Portraits (juillet 2019)

Mis en avant

Après la série de nus pour Octobre Rose, j’ai eu envie de revenir à des formats plus petits et surtout de rejouer avec la couleur. Rien de tel qu’une petite série de portraits pour se refaire la main. En choisissant un format égal ou légèrement supérieur à 21×29,7, je me suis amusé à expérimenter différentes manières de faire. Toujours sur un support papier, j’ai appliqué différents apprêts avant de me lancer dans la couleur. J’ai pu tester et obtenir des différences notables dans l’exécution des portraits. L’ajout de “primers” sur des supports devenus lisses, rugueux, ou absorbants ainsi que des combinaisons techniques comme pastel sec ou gras, plus couleur à l’huile, m’ont permis d’obtenir des effets assez variés. En allant parfois trop loin tant sur la technique que sur la forme, on enrichit souvent son écriture presque sans s’en rendre compte. Il faut pourtant être un peu attentif aux voies sans issue, aux chemins séduisants qui ne correspondent pas à “qui l’on est”.

Peinture et photo

Il m’arrive rarement de peindre d’après photo. D’autant plus lorsque celles-ci ne sont pas les miennes. Je reproche tout simplement à cette pratique le manque d’intérêt et de motivation (pour ma part en tout cas) occasionné par l’absence de ressenti et de vécu. Peindre d’après une photo que l’on a soi-même réalisée, peut encore se comprendre. On a remarqué une scène, noté des éléments qui nous ont séduits, une lumière particulière qui nous a touchée ou une composition originale, alors un petit “clic” peut essayer de saisir tout cela. L’image réalisée peut entretenir ou rappeler des sensations. Pour une pratique orientée vers l’abstraction, la photo est une bonne façon de prendre des notes. Pour les portraits, une série de croquis et de photos du modèle permettent une meilleure reconnaissance du sujet tout en se dégageant de la fastidieuse pose immobile.

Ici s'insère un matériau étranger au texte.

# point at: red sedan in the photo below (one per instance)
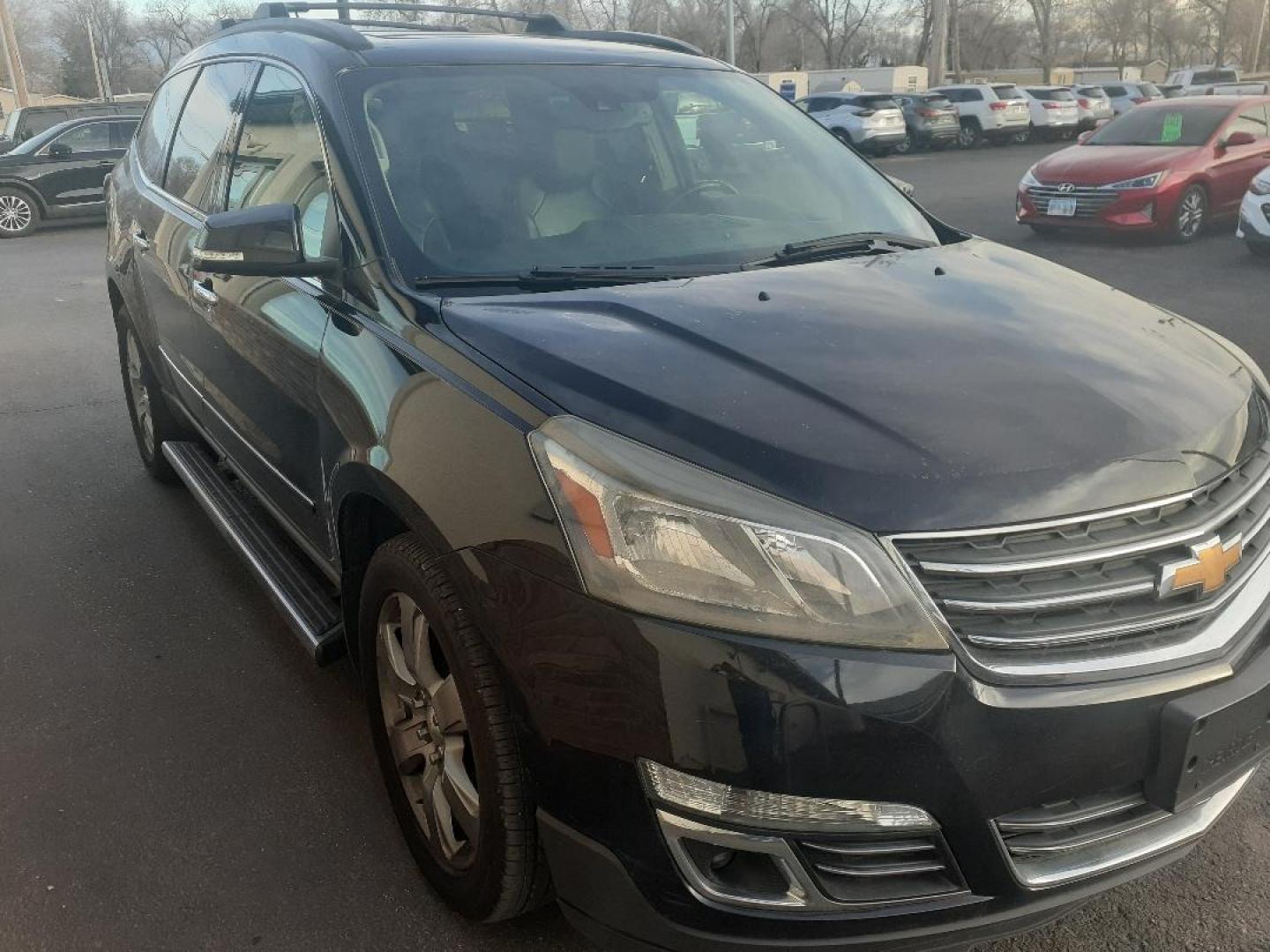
(1168, 167)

La photo a tout de même cet inconvénient (outre l’absence de proximité avec son sujet que j’ai déjà évoquée), de ne pas rendre les subtilités que l’œil est capable de discerner sur le vif. Une image imprimée, a bien souvent perdu grand nombre de valeurs dans les tons clairs et à l’inverse, rendu opaques et uniformes les tons dans les valeurs les plus sombres. On a donc sous les yeux, une vision simplifiée de l’image proposée. Il faut le savoir et en tenir compte. Autant en aquarelle, la réserve et le jeu du blanc du papier sont des atouts qui répondent bien à la simplification des valeurs d’une photo, autant les nuances sombres doivent être travaillées et enrichies afin de ne pas apparaître bouchées et totalement noires.

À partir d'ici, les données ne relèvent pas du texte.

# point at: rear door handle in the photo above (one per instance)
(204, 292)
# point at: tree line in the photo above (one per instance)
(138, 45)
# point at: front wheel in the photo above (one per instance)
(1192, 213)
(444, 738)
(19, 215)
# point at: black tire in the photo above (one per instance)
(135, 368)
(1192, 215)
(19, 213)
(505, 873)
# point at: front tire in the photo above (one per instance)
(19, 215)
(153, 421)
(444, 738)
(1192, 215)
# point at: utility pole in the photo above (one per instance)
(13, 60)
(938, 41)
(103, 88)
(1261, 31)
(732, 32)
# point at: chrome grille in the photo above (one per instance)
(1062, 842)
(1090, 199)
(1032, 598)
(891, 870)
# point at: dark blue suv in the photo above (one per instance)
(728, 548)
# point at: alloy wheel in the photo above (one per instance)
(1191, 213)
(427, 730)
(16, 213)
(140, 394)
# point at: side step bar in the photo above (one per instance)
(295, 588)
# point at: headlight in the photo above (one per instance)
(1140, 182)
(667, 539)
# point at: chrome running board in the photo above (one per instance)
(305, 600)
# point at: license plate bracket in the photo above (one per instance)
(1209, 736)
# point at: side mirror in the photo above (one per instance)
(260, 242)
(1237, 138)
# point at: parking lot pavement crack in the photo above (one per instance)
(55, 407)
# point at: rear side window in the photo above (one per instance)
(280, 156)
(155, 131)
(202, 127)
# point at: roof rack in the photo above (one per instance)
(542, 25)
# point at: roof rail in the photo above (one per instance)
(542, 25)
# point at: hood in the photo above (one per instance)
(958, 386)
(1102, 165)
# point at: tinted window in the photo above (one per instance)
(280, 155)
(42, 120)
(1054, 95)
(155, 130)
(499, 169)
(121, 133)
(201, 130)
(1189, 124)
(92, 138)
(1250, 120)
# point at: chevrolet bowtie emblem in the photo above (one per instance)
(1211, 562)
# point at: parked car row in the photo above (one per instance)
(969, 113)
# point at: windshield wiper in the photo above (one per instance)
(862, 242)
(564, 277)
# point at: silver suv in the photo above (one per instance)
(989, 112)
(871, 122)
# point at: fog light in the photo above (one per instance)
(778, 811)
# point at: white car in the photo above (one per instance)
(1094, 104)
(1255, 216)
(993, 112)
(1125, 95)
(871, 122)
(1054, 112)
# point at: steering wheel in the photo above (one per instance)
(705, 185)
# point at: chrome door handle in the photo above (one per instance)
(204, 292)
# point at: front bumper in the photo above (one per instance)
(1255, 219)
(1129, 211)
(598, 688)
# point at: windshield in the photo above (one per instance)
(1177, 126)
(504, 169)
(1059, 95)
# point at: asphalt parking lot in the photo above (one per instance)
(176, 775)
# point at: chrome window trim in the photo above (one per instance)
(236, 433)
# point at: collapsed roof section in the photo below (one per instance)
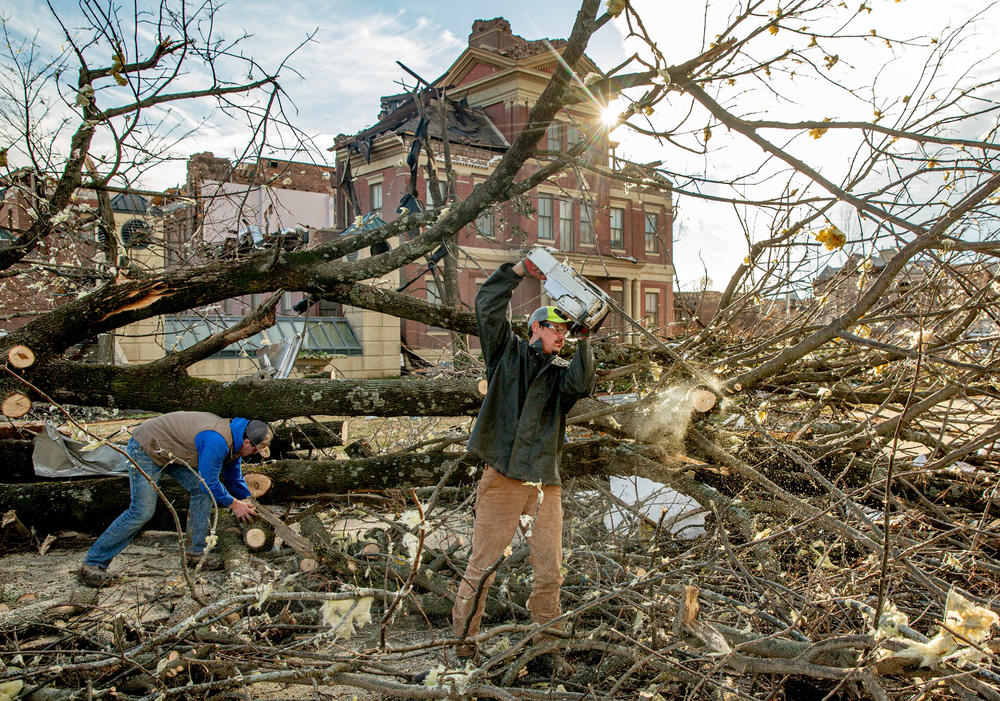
(466, 125)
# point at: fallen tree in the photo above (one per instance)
(844, 485)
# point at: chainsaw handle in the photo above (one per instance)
(530, 268)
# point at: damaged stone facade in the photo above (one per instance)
(618, 236)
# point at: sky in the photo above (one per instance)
(332, 84)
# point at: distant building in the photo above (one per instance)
(226, 211)
(617, 235)
(924, 292)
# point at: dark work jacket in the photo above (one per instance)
(522, 422)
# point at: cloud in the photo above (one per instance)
(712, 231)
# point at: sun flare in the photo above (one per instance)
(610, 115)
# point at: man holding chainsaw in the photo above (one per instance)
(519, 434)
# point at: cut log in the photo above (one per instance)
(21, 357)
(45, 612)
(258, 537)
(15, 460)
(325, 547)
(296, 542)
(234, 554)
(15, 405)
(258, 484)
(323, 434)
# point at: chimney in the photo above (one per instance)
(491, 34)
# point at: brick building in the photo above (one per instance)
(620, 238)
(227, 210)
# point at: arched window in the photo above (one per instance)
(136, 233)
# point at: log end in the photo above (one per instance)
(257, 483)
(15, 405)
(255, 538)
(21, 357)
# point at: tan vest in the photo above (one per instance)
(170, 438)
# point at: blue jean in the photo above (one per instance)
(124, 528)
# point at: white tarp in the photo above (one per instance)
(681, 515)
(56, 455)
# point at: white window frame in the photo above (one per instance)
(587, 237)
(618, 242)
(546, 230)
(652, 229)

Les aquarelles ici présentées sont le fruit des mornes journées grises ou pluvieuses, pendant lesquelles, je m’impose (mais avec plaisir) quelques petits exercices pour entretenir mon coup d’œil et ma main. Ces portraits je les ai choisis spécialement pour leur pluralité : couleur de peau, aspect vestimentaire, origine géographique, personnalité…La série m’a semblé plus originale et plus picturale que les traditionnels visages “caucasiens”. Et puis, à l’heure ou le racisme “crasse” tente de faire disparaître “l’étranger” de notre paysage, un petit clin d’œil à “l’autre”, n’est pas pour me déplaire.